What do search engines see in my page?

Search engines are your ultimate blind visitors. They don’t see JavaScript, stumble over framesets, ignore CSS, feel around HTML-tags and leave them alone, choke on Flash. All they really want to see is content. And that content is plain text. Text that can be indexed, weighed, stored, chunked, ranked & retrieved. Or whatever it is they do…

So if you want a glimpse of what Google/Yahoo/MSN can really see in your pages take a look at the Search Engine Spider Simulator. It’ll take your page, strip off all HTML, media, links, meta-info and commonly used words. What is left is a resumé of all the unique words that are on your page.

Now if this simulator doesn’t return anything maybe that’s your explanation for not being indexed.
No content?
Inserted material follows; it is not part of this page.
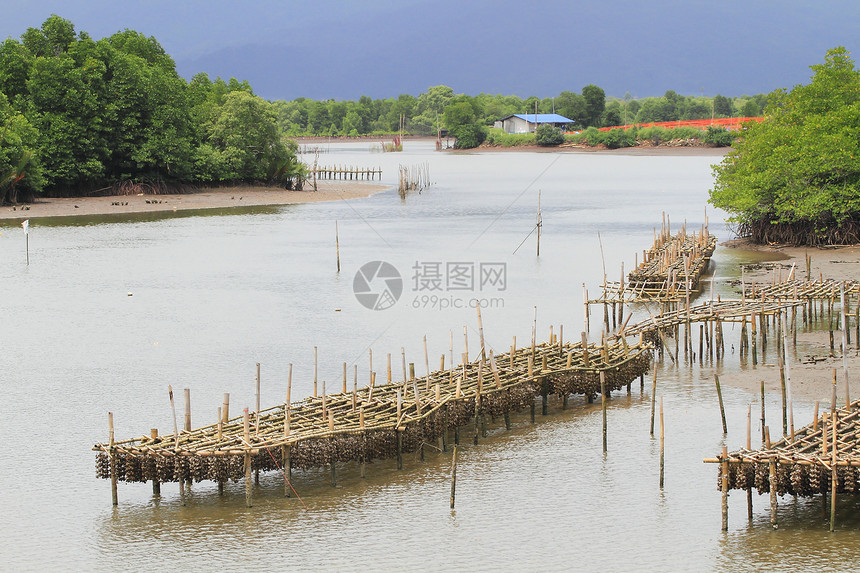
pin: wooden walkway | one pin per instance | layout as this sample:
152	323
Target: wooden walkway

Why bother.

Google Sitemaps weblog plugins

In the previous post I said that Google Sitemaps will accept your feeds just as well. And it does, no worries. But as I looked further into the dynamic generation of sitemaps I found there were WordPress plugins already available. (Just 3 days after the service went public. How’s that for a user community …)

Currently I have Arne Brachhold’s Google Sitemaps Generator v2 Final running. All I had to do was upload the plugin, activate it, make an empty sitemap.xml writable and I was up and running. You’ll get an extra administration page after activation where you can set a whole lot of options. We’ll see how this one fares.
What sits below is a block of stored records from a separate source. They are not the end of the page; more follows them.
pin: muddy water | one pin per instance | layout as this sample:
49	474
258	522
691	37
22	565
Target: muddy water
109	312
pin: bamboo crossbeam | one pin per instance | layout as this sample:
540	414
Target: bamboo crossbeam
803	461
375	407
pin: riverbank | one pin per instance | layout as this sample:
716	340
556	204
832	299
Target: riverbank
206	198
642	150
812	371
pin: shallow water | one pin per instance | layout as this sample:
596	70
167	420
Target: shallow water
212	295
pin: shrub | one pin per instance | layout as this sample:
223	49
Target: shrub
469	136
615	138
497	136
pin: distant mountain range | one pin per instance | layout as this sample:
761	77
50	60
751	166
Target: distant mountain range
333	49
If that plugin doesn’t work for you. Dirk Zimmermann also has a plugin, although that one didn’t work out for me as I have my WP in a subdir (presumably).
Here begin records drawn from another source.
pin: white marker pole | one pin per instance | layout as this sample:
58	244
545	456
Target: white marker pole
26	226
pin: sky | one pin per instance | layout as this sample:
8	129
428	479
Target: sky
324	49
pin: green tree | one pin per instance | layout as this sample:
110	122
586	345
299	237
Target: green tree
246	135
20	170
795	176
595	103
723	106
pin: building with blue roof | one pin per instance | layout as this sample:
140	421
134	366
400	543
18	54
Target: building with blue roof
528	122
People using Movable Type may want to look at Niall Kennedy’s Weblog.

Update: Arne Brachold’s Google Sitemap Generator for WordPress just bumped up to version 2.5. Good stuff: 1. you can now add external pages that aren’t generated with WordPress. 2. The plugin pings Google to notify them of an update. 3. The plugin has become multi-lingual.

Google Sitemaps (Beta)

To let webmasters help Google index their site better there is Google Sitemaps. Sounds like a good idea.

So how does it work?
First you need to have a Google account (having a GMail account is probably enough).
Second you need to create a Sitemap file in the root of your site. This is an XML file that lists all your indexable pages. Google even provides a generator for this file.
Third you have to tell Google where your sitemap file can be found.
Last, wait to see what Google does with the sitemap file.

I’m still stuck at the the second stage. The generator from Google requires Python to run. Unfortunately I can’t. I don’t like to update the file mannualy so I’d like this to be automated. If anyone knows of a good solution to generate sitemaps automatically. I’d love to hear about it.

Update: It seems that Google Sitemaps will accept RSS 2.0 and Atom 0.3 feeds as well. So for now I’ve added those. And looking at my logs I see Google visit some links.